Gentle reader, the social season is upon us once again and I can assure you, you won’t be disappointed.
“Bridgerton” season two has returned to Netflix accounts across the land, this time telling the story of the eldest Bridgerton sibling, Anthony (Jonathan Bailey) and his slow-burn romance with Kate Sharma (Simone Ashley).
Those like myself, who simply couldn’t wait to find out what came next in the “Bridgerton” saga and read all eight books ahead, are aware that “The Viscount Who Loved Me” is certainly a contender for the best romance story out of the eight siblings, who each have their own book — and hopefully their own season of the show in the future.
Looking for a dutiful yet intelligent wife to bare the next generation of Bridgerton nobility, Anthony assures himself he will not marry for love. When the Sharmas come to town, Anthony takes notice of the younger sister and season diamond Edwina Sharma (Charithra Chandran), who matches each of his standards for the perfect future viscountess.
However, her quick-witted and over-protective older sister Kate, who has already reduced herself to a spinster at a mere 26 years old, must approve. After she overhears Anthony’s ill-willed intentions to find a wife with his head rather than his heart, he learns he has many obstacles to overcome with Kate before he can marry Edwina. Of course, the banter between them is anything but hatred, and the two end up falling in love, spiraling into a love triangle to behold.
It is no secret the book is always better than the screen adaptation, and though the show does an exceptional job of telling a long-winded love story between the two, there were some things I wish they replicated a bit more from Julia Quinn’s original story.
In the book, Anthony and Kate are caught in a compromising position as Anthony attempts to remove bee venom from Kate, thus forcing them into a marriage, which puts Edwina, who never really cared for the viscount, on the back burner. Though the bee scene is present in the series and is one of the first hot and heavy interactions between the two, he makes it all the way to the altar before a heartbroken Edwina realizes he is in love with Kate.
It takes way too long for Anthony and Kate to actually share their first kiss, let alone get together. The series left out many important scenes vital to their romantic development. I looked forward to seeing more of their romance as a couple but was deprived of that until the last couple of episodes.
Though, it must be noted that while it felt like forever for the two to admit their love for one another, the sexual tension and burning chemistry between their prolonged glances and almost kisses is enough to leave you breathless, which makes it all the more beautiful when they finally do get together.

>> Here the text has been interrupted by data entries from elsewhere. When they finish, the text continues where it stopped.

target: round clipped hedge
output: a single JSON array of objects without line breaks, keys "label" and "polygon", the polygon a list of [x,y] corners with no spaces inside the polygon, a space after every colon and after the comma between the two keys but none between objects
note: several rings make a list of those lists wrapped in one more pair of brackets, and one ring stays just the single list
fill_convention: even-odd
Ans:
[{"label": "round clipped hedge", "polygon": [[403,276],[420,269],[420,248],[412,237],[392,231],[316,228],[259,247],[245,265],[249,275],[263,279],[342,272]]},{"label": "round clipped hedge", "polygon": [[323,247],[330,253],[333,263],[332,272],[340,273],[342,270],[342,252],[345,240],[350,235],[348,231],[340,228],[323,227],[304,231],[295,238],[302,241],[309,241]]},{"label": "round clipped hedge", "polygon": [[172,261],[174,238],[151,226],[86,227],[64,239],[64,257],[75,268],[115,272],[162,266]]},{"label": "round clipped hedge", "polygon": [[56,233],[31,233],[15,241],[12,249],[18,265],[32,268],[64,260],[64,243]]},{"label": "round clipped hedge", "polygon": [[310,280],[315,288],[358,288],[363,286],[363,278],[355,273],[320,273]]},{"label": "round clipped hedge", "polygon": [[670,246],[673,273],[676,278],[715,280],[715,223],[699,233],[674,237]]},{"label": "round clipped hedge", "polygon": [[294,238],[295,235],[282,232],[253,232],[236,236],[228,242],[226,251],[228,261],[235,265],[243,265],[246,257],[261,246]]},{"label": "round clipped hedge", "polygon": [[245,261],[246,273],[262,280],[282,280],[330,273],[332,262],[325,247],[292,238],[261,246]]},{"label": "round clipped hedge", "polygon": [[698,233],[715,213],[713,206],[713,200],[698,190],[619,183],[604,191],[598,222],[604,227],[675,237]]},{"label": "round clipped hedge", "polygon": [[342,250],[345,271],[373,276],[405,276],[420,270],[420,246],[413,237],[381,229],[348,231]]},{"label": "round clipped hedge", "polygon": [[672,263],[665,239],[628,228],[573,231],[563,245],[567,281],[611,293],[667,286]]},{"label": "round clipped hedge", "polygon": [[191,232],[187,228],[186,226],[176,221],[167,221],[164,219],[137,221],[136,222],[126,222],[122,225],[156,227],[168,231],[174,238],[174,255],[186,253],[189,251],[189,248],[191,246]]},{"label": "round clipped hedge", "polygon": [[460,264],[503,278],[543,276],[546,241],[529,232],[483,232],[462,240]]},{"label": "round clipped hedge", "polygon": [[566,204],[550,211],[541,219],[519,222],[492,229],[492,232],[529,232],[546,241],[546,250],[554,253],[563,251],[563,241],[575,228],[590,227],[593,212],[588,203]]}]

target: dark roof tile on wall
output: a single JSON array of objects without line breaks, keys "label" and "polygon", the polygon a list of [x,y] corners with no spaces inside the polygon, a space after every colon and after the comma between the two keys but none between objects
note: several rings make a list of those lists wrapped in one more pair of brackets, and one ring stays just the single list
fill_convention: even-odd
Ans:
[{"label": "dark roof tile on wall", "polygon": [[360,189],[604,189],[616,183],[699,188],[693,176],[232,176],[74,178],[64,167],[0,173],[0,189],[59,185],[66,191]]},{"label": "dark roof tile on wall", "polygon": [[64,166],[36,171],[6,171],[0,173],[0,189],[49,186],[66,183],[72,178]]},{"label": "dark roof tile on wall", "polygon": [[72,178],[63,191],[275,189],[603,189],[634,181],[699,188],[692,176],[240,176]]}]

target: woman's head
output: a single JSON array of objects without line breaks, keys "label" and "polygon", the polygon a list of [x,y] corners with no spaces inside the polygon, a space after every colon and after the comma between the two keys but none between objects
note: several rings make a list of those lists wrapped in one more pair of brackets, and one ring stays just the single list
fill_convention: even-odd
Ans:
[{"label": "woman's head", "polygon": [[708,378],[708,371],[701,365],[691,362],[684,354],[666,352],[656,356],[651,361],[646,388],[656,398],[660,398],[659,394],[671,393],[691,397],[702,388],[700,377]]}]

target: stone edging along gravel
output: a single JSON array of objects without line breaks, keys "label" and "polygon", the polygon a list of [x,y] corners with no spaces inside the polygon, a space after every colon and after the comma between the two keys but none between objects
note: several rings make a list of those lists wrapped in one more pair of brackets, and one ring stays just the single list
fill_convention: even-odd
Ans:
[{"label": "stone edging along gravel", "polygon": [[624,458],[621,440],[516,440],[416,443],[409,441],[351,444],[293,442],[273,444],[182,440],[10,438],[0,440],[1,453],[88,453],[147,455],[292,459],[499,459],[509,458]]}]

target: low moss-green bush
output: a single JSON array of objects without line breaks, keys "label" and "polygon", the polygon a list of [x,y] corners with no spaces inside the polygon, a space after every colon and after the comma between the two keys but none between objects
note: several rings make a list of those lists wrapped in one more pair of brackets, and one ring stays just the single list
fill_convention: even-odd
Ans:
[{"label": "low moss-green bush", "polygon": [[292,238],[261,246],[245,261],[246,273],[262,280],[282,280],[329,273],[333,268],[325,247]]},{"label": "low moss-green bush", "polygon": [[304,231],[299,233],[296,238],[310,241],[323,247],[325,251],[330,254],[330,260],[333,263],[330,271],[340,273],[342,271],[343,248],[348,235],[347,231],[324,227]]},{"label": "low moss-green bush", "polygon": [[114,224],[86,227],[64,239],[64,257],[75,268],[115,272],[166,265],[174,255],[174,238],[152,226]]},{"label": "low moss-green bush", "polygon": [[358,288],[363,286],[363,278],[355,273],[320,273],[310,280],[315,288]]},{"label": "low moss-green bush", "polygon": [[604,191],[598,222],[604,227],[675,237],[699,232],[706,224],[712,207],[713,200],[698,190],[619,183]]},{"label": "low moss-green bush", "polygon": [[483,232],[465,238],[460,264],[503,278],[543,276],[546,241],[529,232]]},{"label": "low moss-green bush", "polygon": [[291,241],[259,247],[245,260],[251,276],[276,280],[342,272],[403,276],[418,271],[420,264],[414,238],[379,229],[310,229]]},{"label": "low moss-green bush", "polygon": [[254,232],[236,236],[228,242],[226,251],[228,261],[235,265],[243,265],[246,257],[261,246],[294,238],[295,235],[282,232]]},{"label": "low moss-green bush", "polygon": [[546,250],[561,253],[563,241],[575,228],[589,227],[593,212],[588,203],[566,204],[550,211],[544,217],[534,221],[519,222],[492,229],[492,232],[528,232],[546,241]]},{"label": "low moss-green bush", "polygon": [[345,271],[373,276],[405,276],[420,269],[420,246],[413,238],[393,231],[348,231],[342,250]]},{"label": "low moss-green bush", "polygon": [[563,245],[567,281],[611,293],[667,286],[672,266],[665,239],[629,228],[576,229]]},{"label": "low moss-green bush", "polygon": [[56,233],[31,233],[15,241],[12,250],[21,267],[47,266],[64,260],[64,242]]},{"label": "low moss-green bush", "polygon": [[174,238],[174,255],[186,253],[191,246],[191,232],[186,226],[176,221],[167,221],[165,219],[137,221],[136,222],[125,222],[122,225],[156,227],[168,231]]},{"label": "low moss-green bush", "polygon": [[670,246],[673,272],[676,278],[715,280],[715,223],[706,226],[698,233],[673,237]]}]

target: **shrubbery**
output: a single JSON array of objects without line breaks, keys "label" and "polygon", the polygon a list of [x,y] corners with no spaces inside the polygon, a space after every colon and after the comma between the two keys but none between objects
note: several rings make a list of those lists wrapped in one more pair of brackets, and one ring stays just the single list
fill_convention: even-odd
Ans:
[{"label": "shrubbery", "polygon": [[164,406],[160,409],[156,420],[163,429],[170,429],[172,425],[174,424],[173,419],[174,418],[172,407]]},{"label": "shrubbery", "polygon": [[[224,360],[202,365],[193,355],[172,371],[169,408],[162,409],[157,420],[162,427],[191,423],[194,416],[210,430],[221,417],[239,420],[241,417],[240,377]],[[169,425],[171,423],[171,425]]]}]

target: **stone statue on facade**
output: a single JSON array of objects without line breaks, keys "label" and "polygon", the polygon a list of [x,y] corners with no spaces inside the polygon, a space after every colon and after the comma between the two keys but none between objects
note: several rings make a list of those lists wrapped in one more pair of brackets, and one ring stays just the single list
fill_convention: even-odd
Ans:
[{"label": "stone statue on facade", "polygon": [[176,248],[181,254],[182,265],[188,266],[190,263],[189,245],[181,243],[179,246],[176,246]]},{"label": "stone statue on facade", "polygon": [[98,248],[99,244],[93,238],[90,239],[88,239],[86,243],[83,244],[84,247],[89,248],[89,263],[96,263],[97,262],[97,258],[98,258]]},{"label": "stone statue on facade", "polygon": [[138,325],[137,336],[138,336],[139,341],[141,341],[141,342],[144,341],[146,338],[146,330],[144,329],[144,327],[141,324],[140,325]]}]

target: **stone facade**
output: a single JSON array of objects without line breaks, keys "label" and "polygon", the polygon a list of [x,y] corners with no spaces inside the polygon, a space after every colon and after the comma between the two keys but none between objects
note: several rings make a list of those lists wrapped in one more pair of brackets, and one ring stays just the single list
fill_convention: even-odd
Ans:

The show also cuts out much of Kate’s backstory. In the book, she has panic attacks during thunderstorms due to seeing her mother pass away during one; this created a mutual bonding between the two as Anthony himself is deathly afraid of bees after witnessing his father die from a sting. I could see how cramming this background into a short eight episodes could prove difficult, but cutting out Lady Featherington’s unnecessary storyline could have freed up some time for that.
On the contrary, a Featherington subplot I can get behind is Penelope’s (Nicola Coughlan), or should I say Lady Whistledown. After season one’s big reveal, we get to see just how Penelope pulls off being the infamous gossip columnist. Coughlan does an amazing job playing the obedient daughter in yellow while simultaneously portraying the sharp-tongued writer in her spare time.
While the Duke of Hastings (Regé-Jean Page) is certainly missed, the chaos that is the Bridgerton family lives on, making anyone wish they had seven other siblings to lean on. From the iconic Pall Mall scene, which is one of the early signs of flirtations between Anthony and Kate, to episode seven’s dancing scene with the Bridgertons, Lady Danbury and the Sharmas, the high-energy moments between all the characters are some of the best.
The music in “Bridgerton” continues to be a wow factor. Similar to the first season, almost all the music is an orchestral rendition of a modern pop song. From Madonna’s “Material Girl” to Miley Cyrus’ “Wrecking Ball,” the mesmerizing sound of the songs we know and love in the form of a string quartet adds undeniable flair to each scene in which they are played.
I couldn’t help but find myself excited when they dropped Easter eggs from future Bridgerton sibling love stories, which executive producer Shonda Rhimes said we will see all eight of, though it may not be in the exact order as the book series.
We officially meet the leading man from “To Sir Phillip, With Love,” which tells Eloise’s romance story. We also begin to see the hopeless romantic side of Benedict, something we can see more of in the book “An Offer From A Gentleman,” and hopefully next season. And for those who can’t wait, Penelope’s heartbreaking dismissal from Colin is further explored in the book “Romancing Mister Bridgerton.”
While “Bridgerton” season two differs vastly from its predecessor in terms of steaminess and haste to marry, it certainly tells just as beautiful of a love story. For those of us who binged it in one day, we can now look forward to season three. Until the next social season, gentle reader.